This excellent piece of advice was extracted from Mindfulness
in Plain English by Bhante Henepola Gunarantana:
All sorts of ideas are associated with the word 'meditation'.
Some of them are probably accurate and others are hogwash. Some of them pertain
more properly to other systems of meditation and have nothing to do with Vipassana
practice. …..
We are dealing exclusively with the Vipassana system of meditation,
..to watch the functioning of your own mind in a calm and detached manner
so you can gain insight into your own behavior . The goal is awareness, an
awareness so intense, concentrated and finely tuned that you will be able
to pierce the inner workings! of reality itself.
There are a number of common misconceptions about meditation. ….It is
best to deal with these things at once, because they are the sort of preconceptions
which can block your progress right from the outset. ..
Misconception #1- Meditation is just a relaxation technique
Relaxation is a key component of meditation, but Vipassana-style
meditation aims at a much loftier goal.
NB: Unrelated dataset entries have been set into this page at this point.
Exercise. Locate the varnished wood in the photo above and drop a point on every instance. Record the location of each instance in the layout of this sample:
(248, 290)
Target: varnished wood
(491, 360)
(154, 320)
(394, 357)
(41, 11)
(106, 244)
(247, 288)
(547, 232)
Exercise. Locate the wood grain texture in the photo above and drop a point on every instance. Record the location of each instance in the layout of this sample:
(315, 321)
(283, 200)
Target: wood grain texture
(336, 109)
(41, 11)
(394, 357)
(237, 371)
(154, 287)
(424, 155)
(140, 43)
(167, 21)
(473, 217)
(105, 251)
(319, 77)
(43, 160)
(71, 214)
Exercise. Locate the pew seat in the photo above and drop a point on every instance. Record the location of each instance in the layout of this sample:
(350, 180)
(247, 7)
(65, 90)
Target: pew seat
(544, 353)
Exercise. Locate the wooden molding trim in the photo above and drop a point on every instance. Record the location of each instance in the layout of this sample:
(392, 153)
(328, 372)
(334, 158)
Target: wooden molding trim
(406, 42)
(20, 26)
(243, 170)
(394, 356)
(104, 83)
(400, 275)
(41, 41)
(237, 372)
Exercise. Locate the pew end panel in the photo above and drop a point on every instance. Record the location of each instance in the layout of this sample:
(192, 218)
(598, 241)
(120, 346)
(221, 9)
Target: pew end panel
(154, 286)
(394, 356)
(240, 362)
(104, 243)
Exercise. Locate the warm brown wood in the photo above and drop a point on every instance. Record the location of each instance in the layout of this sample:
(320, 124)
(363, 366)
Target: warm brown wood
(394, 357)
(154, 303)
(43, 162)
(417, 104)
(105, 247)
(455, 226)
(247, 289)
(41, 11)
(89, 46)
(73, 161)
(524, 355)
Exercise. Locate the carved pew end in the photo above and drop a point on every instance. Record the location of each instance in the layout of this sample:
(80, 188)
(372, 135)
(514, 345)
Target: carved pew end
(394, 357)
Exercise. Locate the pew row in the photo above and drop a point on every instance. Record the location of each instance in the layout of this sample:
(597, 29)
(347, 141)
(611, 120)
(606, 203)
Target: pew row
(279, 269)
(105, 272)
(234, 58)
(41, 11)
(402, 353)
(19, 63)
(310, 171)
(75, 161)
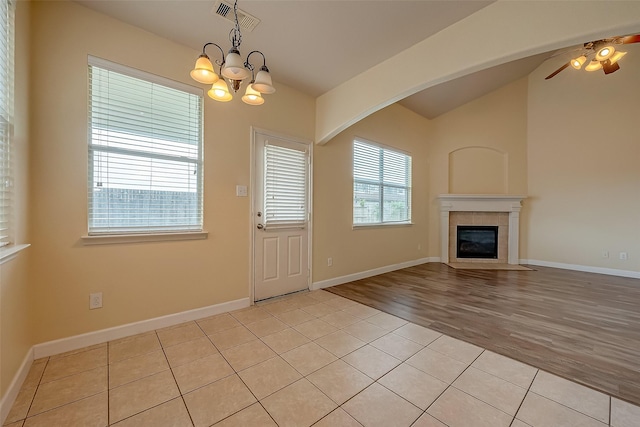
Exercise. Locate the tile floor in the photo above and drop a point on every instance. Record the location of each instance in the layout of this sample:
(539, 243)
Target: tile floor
(309, 359)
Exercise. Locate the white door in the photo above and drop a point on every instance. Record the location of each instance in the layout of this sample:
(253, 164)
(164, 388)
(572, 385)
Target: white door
(280, 215)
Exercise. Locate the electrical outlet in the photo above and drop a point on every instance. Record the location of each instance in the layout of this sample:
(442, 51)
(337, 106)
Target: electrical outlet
(95, 300)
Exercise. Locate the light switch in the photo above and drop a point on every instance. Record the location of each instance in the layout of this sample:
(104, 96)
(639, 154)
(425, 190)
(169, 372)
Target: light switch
(241, 190)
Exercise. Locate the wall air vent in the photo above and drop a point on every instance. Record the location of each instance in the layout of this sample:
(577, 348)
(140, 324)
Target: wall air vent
(225, 9)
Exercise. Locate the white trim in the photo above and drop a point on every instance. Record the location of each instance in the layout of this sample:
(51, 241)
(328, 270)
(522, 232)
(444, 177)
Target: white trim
(97, 337)
(110, 239)
(585, 268)
(10, 396)
(364, 274)
(9, 253)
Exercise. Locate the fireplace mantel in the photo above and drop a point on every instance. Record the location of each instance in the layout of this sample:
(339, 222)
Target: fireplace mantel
(481, 203)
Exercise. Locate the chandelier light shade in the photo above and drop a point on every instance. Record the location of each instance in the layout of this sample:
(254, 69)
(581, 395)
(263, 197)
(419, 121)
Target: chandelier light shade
(263, 82)
(220, 91)
(203, 71)
(252, 96)
(233, 70)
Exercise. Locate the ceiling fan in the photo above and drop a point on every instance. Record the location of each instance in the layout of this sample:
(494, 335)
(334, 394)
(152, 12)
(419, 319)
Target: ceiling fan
(603, 55)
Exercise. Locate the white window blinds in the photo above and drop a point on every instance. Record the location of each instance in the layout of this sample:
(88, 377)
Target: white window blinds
(381, 185)
(6, 117)
(285, 191)
(145, 152)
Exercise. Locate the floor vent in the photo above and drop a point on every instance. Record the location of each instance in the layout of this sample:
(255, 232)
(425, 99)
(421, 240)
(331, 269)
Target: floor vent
(225, 9)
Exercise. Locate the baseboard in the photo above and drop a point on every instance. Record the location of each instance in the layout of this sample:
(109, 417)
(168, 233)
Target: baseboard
(585, 268)
(91, 338)
(14, 388)
(364, 274)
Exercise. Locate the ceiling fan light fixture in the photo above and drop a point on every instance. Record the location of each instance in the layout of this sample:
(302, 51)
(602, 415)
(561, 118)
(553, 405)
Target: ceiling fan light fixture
(220, 91)
(608, 67)
(593, 65)
(605, 53)
(203, 71)
(617, 56)
(577, 62)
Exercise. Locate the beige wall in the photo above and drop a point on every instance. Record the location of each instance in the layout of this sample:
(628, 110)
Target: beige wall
(15, 327)
(498, 123)
(144, 280)
(584, 173)
(357, 250)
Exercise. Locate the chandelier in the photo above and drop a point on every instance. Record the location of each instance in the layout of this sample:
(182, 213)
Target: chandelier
(234, 70)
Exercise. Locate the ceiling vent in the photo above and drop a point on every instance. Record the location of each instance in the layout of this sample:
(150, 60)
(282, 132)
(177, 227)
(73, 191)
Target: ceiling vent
(225, 9)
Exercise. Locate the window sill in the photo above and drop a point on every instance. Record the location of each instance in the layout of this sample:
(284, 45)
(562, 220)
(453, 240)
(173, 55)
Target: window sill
(382, 225)
(112, 239)
(9, 253)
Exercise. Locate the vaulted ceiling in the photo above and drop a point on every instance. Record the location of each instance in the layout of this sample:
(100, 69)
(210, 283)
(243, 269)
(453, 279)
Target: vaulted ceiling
(316, 45)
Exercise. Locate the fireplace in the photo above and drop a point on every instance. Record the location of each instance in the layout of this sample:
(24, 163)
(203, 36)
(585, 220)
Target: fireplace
(501, 210)
(477, 241)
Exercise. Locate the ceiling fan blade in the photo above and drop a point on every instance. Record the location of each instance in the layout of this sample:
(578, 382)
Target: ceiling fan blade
(557, 71)
(631, 39)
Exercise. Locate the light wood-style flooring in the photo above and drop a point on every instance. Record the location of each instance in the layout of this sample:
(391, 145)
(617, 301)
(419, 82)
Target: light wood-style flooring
(581, 326)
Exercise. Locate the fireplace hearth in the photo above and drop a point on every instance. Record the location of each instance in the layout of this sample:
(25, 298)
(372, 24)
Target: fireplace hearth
(477, 241)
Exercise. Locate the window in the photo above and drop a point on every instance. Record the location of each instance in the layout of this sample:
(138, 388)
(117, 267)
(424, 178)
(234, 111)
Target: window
(381, 185)
(145, 152)
(6, 117)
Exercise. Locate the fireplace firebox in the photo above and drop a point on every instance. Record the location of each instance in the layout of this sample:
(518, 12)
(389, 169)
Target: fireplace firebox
(477, 241)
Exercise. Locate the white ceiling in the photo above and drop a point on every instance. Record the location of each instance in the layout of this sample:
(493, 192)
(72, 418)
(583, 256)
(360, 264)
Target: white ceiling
(315, 45)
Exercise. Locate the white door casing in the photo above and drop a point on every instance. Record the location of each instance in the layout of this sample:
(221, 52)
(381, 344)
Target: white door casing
(281, 211)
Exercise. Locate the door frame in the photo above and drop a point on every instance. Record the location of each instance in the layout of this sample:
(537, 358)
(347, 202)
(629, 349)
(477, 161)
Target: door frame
(252, 223)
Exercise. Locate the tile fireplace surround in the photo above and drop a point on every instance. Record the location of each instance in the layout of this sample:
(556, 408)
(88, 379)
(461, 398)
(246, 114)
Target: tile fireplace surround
(480, 208)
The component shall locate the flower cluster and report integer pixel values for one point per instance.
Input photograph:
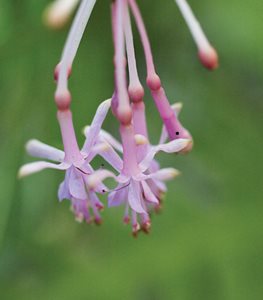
(140, 182)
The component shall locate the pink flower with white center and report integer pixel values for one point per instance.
(58, 12)
(81, 182)
(139, 172)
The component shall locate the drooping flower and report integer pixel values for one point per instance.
(140, 178)
(81, 181)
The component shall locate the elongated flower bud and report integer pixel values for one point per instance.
(207, 54)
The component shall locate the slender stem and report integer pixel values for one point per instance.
(130, 164)
(71, 148)
(72, 43)
(123, 109)
(172, 124)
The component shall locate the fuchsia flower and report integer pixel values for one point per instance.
(81, 182)
(141, 181)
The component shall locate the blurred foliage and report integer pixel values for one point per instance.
(207, 243)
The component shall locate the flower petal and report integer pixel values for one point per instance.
(111, 140)
(38, 166)
(171, 147)
(176, 107)
(97, 177)
(96, 124)
(41, 150)
(119, 196)
(148, 194)
(135, 197)
(76, 184)
(163, 174)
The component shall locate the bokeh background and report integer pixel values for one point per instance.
(207, 243)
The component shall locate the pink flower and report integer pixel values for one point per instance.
(81, 181)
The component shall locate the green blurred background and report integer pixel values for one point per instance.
(207, 243)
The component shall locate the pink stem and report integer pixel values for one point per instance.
(130, 165)
(72, 152)
(124, 113)
(172, 124)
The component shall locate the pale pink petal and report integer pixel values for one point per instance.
(171, 147)
(112, 158)
(97, 177)
(135, 197)
(176, 108)
(77, 185)
(38, 166)
(148, 194)
(41, 150)
(160, 185)
(119, 196)
(163, 174)
(96, 124)
(63, 190)
(111, 140)
(106, 151)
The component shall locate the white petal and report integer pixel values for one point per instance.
(171, 147)
(149, 195)
(38, 166)
(96, 124)
(77, 185)
(140, 139)
(176, 107)
(135, 197)
(41, 150)
(164, 174)
(97, 177)
(111, 140)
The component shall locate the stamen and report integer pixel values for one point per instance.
(72, 152)
(207, 54)
(124, 113)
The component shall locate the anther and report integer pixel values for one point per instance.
(57, 70)
(124, 114)
(136, 92)
(208, 58)
(153, 82)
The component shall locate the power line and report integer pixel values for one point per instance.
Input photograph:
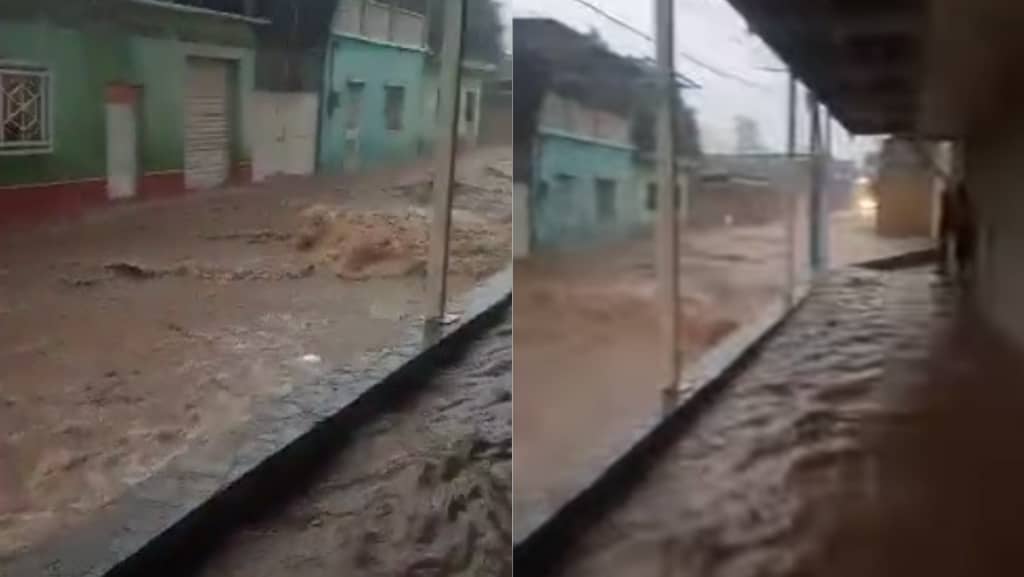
(627, 26)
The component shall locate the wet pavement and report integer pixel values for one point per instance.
(878, 434)
(425, 489)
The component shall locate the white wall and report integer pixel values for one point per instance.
(569, 116)
(285, 129)
(377, 22)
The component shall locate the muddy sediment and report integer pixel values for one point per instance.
(146, 329)
(875, 436)
(425, 489)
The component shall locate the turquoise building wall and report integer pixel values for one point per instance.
(377, 65)
(561, 218)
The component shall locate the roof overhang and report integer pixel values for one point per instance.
(936, 69)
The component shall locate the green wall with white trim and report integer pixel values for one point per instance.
(84, 60)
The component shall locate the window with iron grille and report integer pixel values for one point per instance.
(25, 110)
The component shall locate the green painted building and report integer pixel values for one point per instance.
(99, 104)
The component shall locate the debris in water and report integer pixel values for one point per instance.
(130, 271)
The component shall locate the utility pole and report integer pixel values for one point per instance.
(444, 156)
(817, 206)
(667, 241)
(791, 205)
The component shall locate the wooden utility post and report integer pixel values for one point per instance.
(444, 156)
(667, 241)
(791, 205)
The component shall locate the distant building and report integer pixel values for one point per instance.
(374, 86)
(581, 176)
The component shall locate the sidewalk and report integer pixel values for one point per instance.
(588, 339)
(876, 435)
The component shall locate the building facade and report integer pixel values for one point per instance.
(100, 106)
(374, 85)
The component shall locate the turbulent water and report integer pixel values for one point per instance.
(879, 434)
(424, 490)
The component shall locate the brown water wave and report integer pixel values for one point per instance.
(425, 490)
(877, 435)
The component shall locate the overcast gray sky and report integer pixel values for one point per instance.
(713, 33)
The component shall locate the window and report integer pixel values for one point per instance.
(355, 90)
(394, 105)
(605, 199)
(25, 109)
(470, 107)
(652, 197)
(564, 183)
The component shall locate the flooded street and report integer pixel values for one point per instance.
(588, 342)
(876, 435)
(424, 489)
(146, 329)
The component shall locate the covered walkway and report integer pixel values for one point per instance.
(875, 435)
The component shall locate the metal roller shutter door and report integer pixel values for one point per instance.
(207, 127)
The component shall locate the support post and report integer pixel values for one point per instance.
(791, 204)
(444, 157)
(816, 204)
(667, 240)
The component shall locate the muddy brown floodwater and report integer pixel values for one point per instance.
(425, 489)
(143, 330)
(878, 434)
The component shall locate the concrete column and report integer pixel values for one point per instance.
(668, 221)
(521, 223)
(790, 202)
(444, 156)
(818, 209)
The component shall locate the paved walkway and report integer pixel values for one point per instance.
(878, 434)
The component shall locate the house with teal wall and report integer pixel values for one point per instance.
(373, 107)
(582, 138)
(573, 134)
(105, 102)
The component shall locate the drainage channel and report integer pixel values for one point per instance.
(859, 440)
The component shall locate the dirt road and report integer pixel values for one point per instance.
(145, 329)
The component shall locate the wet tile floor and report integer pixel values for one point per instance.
(878, 434)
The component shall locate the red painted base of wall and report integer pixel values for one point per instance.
(61, 201)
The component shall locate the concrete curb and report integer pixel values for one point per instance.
(169, 523)
(542, 548)
(902, 260)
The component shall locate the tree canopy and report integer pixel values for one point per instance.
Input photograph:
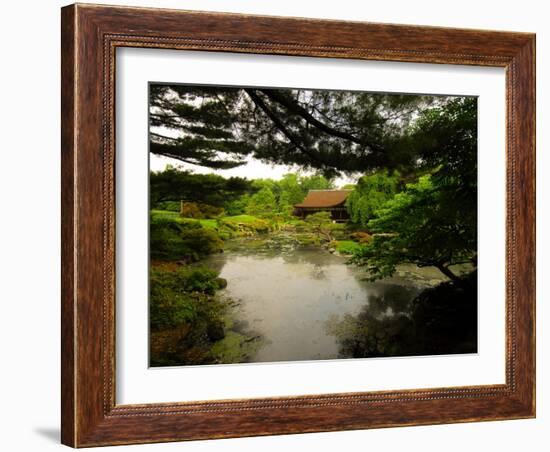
(328, 131)
(433, 221)
(175, 185)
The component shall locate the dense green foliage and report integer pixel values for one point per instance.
(277, 197)
(181, 295)
(329, 131)
(177, 185)
(433, 221)
(370, 193)
(172, 240)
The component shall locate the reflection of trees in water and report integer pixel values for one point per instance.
(439, 320)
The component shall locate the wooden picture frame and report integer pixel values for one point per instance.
(90, 36)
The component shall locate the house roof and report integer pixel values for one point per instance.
(324, 198)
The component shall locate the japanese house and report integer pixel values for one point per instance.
(333, 201)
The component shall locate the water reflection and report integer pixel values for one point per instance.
(438, 320)
(306, 304)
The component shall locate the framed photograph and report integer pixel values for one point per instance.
(281, 225)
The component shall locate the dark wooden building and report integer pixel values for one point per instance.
(333, 201)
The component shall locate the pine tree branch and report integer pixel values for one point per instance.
(281, 126)
(309, 118)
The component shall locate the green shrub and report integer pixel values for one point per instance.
(172, 240)
(182, 295)
(172, 206)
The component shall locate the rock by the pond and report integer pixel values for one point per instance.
(215, 331)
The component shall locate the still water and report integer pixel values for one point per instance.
(290, 297)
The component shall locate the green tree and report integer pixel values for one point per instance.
(176, 185)
(370, 193)
(329, 131)
(420, 226)
(262, 202)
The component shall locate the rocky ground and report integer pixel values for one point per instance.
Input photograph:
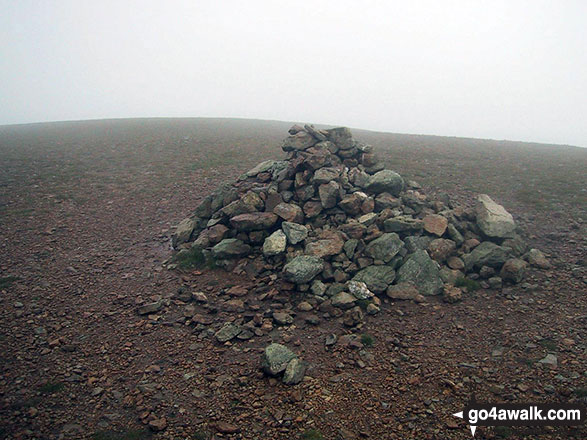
(88, 211)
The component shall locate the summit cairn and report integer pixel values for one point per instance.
(332, 222)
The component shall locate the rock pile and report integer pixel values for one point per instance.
(331, 221)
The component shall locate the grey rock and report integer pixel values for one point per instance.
(302, 269)
(275, 244)
(385, 247)
(421, 271)
(294, 232)
(294, 372)
(486, 254)
(377, 278)
(230, 248)
(493, 219)
(227, 332)
(275, 359)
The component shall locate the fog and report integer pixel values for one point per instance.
(502, 69)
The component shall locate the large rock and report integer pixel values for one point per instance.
(329, 194)
(386, 181)
(294, 232)
(385, 247)
(328, 243)
(377, 278)
(493, 219)
(302, 269)
(275, 244)
(230, 248)
(486, 254)
(421, 271)
(435, 224)
(184, 231)
(402, 223)
(299, 141)
(254, 221)
(290, 212)
(294, 372)
(275, 359)
(325, 175)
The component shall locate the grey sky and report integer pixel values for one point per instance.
(489, 69)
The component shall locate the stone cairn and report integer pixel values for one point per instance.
(334, 225)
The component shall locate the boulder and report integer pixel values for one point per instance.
(230, 248)
(493, 219)
(421, 271)
(435, 224)
(254, 221)
(377, 278)
(385, 247)
(290, 212)
(302, 269)
(486, 254)
(275, 359)
(294, 232)
(275, 244)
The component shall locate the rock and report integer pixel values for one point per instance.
(150, 308)
(440, 249)
(455, 263)
(493, 219)
(385, 181)
(275, 244)
(282, 318)
(386, 201)
(299, 141)
(305, 306)
(263, 167)
(329, 194)
(341, 136)
(421, 271)
(435, 224)
(227, 332)
(275, 359)
(405, 291)
(326, 175)
(254, 221)
(289, 212)
(385, 247)
(294, 372)
(327, 243)
(377, 278)
(217, 233)
(486, 254)
(452, 294)
(352, 203)
(359, 290)
(303, 269)
(230, 248)
(183, 231)
(550, 360)
(402, 224)
(343, 300)
(294, 232)
(537, 259)
(513, 270)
All meditation procedures stress concentration
of the mind, bringing the mind to rest on one item or one area of! thought.
Do it strongly and thoroughly enough, and you achieve a deep and blissful
relaxation which is called Jhana. It is a state of such supreme tranquility
that it amounts to rapture. It is a form of pleasure which lies above and
beyond anything that can be experienced in the normal state of consciousness.
Most systems stop right there. That is the goal, and when you attain that,
you simply repeat the experience for the rest of your life. Not so with Vipassana
meditation. Vipassana seeks another goal--awareness. Concentration and relaxation
are considered necessary concomitants to awareness. They are required precursors,
handy tools, and beneficial byproducts. But they are not the goal. The goal
is insight. Vipassana meditation is a profound religious practice aimed at
nothing less that the purification and transformation of your everyday life.
Misconception #2- Meditation means going into a trance
Insight meditation is not a form of hypnosis. You are not
trying to black out your mind so as to become unconscious. You are not trying
to turn yourself into an emotionless vegetable. If anything, the reverse is
true. You will become more and more attuned to your own emotional changes
. You will learn to know yourself with ever- greater clarity and precision.
In learning this technique, certain states do occur which may appear trance-like
to the observer. But they are really quite the opposite. In hypnotic trance,
the subject is susceptible to control by another party, whereas in deep concentration
the meditator remains very much under his own control. The similarity is superficial,
and in any case the occurrence of these phenomena is not the point of Vipassana.
As we have said, the deep concentration of Jhana is a tool or stepping stone
on the route of heightened awareness. Vipassana by definition is the cultivation
of mindfulness or awareness . If you find that you are becoming unconscious
in meditation, then you aren't meditating, according to the definition of
the word as used in the Vipassana system.
Misconception #3- Meditation is a mysterious practice which
cannot be understood
Here again, this is almost true, but not quite. Meditation
deals with levels of consciousness which lie deeper than symbolic thought.
Therefore, some of the data about meditation just won't ! fit in! to words.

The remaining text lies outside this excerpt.